The Rhodes University's Unit for Humanities (Uhuru) in partnership with the Steve Biko Foundation are currently hosting a conference on : The Black Radical Tradition from Toussaint to Biko and Beyond 1791: Haiti; 1958: Ghana; 1968: USA; 1968: Grahamstown; 1987 Burkina Faso.

Venue: Humanities Seminar Room which is at 1 Prince Alfred Street until Tuesday 4, July 2017.

The colloquium is hosted by the Unit for the Humanities at Rhodes University (UHURU) and the Steve Biko Foundation (SBF at the Humanities Seminar Room which is at 1 Prince Alfred Street until Tuesday 4, July 2017.

The colloquium was opened by Steve Biko’s oldest son, Nkosinathi Biko and was followed by powerful contemporary papers by Mikaela Erskog Reflections on the Black Student Movement, Ayanda Kota (UPM) From Azapo to the Unemployed People’s Movement and Motlatsi Khosa (UNISA) Abahlali baseMjondolo & Living Ubuntu.
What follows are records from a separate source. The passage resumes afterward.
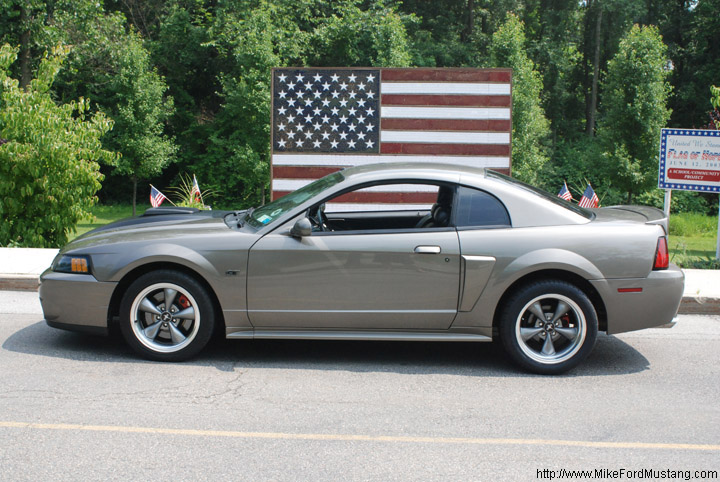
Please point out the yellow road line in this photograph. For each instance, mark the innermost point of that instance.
(364, 438)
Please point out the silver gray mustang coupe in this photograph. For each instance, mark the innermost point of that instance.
(464, 254)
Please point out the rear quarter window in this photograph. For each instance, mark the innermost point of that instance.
(480, 209)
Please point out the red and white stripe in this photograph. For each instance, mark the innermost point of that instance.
(454, 116)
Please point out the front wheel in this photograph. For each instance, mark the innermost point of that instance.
(166, 316)
(548, 327)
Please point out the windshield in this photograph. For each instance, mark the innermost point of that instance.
(268, 213)
(544, 194)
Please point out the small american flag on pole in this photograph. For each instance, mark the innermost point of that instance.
(196, 189)
(565, 192)
(156, 197)
(326, 119)
(589, 198)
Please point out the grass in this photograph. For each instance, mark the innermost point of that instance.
(693, 240)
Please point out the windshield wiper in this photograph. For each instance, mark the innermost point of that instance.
(244, 219)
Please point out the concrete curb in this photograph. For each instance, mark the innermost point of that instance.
(699, 305)
(690, 305)
(19, 282)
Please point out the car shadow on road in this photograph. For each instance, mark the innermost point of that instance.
(611, 355)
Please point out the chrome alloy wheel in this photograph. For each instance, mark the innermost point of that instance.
(165, 317)
(550, 329)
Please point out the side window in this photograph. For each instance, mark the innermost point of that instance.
(478, 208)
(398, 206)
(385, 197)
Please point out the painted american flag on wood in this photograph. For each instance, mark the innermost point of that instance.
(326, 119)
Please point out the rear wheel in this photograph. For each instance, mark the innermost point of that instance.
(167, 316)
(548, 327)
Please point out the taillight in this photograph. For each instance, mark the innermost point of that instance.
(662, 257)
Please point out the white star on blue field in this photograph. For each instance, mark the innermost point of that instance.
(326, 111)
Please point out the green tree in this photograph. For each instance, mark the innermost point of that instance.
(49, 155)
(352, 36)
(530, 126)
(635, 109)
(138, 105)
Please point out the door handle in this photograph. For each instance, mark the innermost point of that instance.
(427, 249)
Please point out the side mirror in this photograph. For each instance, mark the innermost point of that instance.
(302, 228)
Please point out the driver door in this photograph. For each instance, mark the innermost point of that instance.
(372, 279)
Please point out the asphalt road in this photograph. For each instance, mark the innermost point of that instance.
(75, 407)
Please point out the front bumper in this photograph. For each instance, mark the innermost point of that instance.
(656, 305)
(75, 301)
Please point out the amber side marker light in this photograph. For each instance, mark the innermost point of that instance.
(662, 256)
(73, 264)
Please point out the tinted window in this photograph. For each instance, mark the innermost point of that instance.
(544, 194)
(478, 208)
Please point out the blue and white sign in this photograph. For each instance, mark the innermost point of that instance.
(690, 160)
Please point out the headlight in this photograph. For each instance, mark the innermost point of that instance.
(73, 264)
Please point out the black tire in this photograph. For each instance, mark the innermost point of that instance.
(557, 342)
(150, 327)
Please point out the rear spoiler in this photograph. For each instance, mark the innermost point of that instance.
(653, 215)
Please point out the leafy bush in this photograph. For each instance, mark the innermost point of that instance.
(681, 201)
(693, 224)
(49, 171)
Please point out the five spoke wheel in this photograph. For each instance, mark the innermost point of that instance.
(549, 326)
(164, 317)
(167, 315)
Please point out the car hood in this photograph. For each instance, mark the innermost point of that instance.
(168, 225)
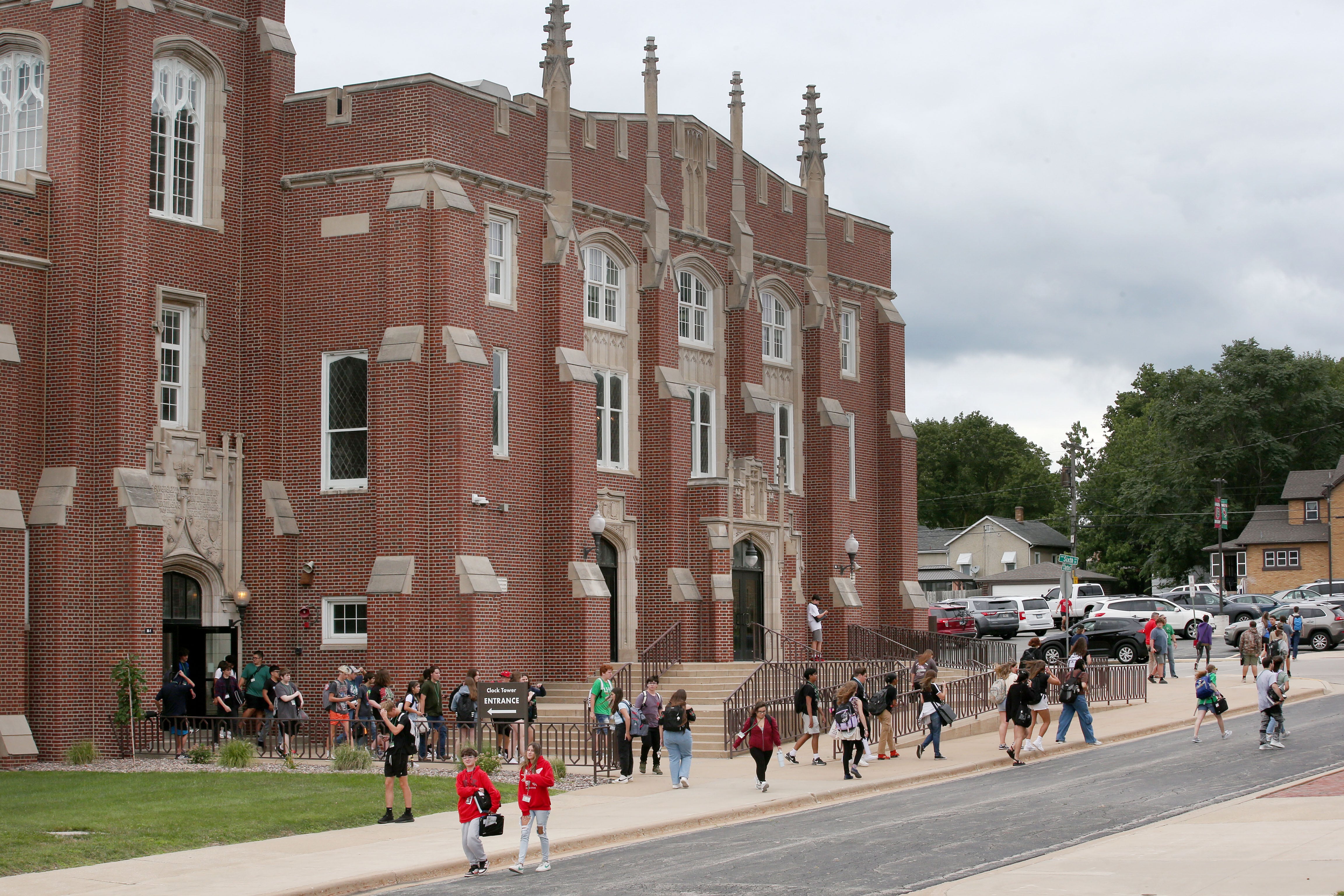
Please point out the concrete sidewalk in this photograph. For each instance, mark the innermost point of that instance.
(722, 792)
Today’s afternoon session commences at 2pm with Tendayi Sithole presenting, Steve Biko in Johnny Dyani’s Exiled Imagination: a meditation with responses by author Bongani Madondo and Fezi Mthonti. Ntombizikhona Valela talks about the Militant Mother Madikizela: The Intellectual Genealogy of Winnie Mandela.
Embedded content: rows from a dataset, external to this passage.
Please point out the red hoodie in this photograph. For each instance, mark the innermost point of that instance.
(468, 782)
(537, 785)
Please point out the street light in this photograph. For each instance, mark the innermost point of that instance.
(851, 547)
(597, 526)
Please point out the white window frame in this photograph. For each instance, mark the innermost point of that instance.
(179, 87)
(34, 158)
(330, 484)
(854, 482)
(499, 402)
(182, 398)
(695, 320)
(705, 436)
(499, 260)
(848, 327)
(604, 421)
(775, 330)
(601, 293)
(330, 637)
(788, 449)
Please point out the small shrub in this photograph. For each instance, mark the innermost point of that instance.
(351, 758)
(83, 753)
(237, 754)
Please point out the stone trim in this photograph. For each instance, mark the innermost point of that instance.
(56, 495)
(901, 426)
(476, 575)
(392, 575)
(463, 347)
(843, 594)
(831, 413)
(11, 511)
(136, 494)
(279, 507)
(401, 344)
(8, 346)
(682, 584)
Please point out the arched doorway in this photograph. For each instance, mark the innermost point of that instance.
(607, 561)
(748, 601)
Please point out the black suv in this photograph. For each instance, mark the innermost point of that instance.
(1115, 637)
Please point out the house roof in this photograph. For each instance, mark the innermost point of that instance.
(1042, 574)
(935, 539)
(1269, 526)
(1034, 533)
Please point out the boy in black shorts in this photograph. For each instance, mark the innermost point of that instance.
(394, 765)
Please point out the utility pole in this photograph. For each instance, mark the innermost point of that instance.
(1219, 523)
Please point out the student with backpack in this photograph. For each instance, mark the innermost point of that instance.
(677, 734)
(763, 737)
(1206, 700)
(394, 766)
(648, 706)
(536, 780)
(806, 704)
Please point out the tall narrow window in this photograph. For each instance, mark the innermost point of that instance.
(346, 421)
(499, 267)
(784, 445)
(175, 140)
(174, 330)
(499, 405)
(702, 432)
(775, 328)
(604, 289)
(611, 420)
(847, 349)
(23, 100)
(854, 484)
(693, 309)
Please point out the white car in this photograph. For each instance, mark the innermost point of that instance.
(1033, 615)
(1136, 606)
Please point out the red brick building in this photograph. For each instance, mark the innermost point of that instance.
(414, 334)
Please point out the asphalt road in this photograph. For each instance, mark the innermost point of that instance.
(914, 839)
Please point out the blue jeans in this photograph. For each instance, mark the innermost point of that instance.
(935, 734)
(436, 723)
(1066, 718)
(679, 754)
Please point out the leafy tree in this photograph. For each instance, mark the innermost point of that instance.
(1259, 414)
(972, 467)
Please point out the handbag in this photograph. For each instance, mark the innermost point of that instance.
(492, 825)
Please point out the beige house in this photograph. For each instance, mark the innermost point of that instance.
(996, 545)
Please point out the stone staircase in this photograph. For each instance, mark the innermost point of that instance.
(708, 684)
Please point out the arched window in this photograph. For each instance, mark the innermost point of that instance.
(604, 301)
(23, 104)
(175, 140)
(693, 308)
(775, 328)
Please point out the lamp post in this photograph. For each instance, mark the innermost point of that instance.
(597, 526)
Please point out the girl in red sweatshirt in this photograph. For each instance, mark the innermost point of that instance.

Award winning author, Michael Neocosmos and Director of the Unit for the Humanities at Rhodes University (Uhuru) was last week awarded the Frantz Fanon Award for Outstanding Book in Caribbean Thought for his 2016 book, Thinking Freedom in Africa: towards a theory of emancipatory politics in New York. He will be one of the key presenters at the Colloquium.